Generally, this is a two-staged procedure. In the first stage, after the mastectomy, a tissue expander (TE) is placed underneath the muscle of the chest wall. After a two week healing period, Dr. Ellsworth expands the TE with saline using a small needle during a clinic visit. The expansion phase continues for several weeks until the patient is pleased with the volume of the breast reconstruction. Often there are imperfections and irregularities at this stage that will be corrected with the placement of a more natural implant.
In the second stage (at least 4 weeks after the final expansion), Dr. Ellsworth will schedule you for an out-patient implant exchange, where the expander will be removed and a permanent implant placed. In clinic, Dr. Ellsworth will help you in your choice between saline or silicone implants; however both can be excellent options.
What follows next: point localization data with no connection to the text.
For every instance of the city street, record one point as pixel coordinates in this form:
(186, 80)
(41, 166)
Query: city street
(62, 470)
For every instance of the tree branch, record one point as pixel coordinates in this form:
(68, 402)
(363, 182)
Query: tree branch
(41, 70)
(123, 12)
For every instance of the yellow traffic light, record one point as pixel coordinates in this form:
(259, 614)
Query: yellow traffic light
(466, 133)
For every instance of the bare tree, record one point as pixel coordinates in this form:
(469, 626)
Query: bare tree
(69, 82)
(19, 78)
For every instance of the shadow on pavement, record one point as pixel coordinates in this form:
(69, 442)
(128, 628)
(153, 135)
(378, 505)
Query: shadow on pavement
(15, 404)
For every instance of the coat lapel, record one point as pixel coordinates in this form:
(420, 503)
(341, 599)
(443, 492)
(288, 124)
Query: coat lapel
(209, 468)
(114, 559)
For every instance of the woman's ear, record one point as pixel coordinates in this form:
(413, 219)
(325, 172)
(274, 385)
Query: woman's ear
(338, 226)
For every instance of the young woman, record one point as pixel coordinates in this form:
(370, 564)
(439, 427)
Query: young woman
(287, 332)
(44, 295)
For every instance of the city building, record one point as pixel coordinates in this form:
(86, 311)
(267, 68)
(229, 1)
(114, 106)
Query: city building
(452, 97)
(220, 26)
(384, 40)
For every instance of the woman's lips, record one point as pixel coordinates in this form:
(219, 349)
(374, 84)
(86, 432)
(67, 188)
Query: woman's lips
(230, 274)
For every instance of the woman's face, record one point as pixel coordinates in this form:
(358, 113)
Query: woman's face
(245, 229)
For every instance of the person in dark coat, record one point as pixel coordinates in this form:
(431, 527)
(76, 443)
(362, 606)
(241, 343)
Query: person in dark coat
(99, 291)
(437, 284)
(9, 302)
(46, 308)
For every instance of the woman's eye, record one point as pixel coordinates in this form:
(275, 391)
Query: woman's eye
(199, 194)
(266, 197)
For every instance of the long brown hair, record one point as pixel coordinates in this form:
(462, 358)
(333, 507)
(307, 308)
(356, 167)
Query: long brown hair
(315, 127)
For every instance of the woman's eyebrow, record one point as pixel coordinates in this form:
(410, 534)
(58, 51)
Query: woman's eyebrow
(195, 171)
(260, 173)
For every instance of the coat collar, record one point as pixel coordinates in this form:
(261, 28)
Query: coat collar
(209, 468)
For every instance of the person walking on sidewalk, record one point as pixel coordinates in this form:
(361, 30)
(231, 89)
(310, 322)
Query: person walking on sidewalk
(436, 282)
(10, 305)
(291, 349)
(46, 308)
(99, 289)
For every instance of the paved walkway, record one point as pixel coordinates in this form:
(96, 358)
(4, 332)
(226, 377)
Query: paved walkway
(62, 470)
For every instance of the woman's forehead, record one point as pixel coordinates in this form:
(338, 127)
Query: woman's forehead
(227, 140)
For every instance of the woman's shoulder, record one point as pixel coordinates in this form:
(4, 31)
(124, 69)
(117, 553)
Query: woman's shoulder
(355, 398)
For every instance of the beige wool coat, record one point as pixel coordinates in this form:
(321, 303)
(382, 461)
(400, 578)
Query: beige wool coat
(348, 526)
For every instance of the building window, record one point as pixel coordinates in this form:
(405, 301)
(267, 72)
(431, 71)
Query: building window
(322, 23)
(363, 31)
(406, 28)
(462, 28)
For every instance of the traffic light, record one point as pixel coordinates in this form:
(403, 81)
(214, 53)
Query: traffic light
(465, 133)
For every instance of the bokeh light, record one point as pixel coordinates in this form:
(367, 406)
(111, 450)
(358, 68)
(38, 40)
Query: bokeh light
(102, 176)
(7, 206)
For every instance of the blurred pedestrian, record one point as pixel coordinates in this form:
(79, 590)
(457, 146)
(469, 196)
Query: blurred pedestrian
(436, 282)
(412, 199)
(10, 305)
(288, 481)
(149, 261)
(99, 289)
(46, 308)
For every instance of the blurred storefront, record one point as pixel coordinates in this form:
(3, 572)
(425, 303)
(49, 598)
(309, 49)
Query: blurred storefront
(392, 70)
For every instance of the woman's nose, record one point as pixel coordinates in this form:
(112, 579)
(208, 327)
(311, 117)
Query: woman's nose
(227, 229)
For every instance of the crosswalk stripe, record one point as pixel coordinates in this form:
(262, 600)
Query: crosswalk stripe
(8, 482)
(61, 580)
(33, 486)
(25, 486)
Occasionally patients with larger breasts undergoing mastectomy can accommodate immediate placement of permanent implants, without a tissue expansion phase. This is not a good option for smokers, diabetics or patients with multiple medical problems as outcomes are less ideal. In addition, patients who require radiation therapy are not ideal candidates for tissue expansion or implants as complication rates are excessively high.
NIPPLE RECONSTRUCTION AND FINAL TOUCHES
After reconstruction of either one or both breasts, Dr. Ellsworth will offer nipple reconstruction and tattooing to all patients as the final stage of reconstruction. Usually, these procedures are planned 3 months after the last surgical procedure and can often be completed in the office setting, avoiding anesthesia. Nipple guards are worn for two weeks and tattooing starts 6-8 weeks after nipple reconstruction. Usually tattooing takes approximately 2 treatments to achieve a deep pigment, and touch-ups are often needed.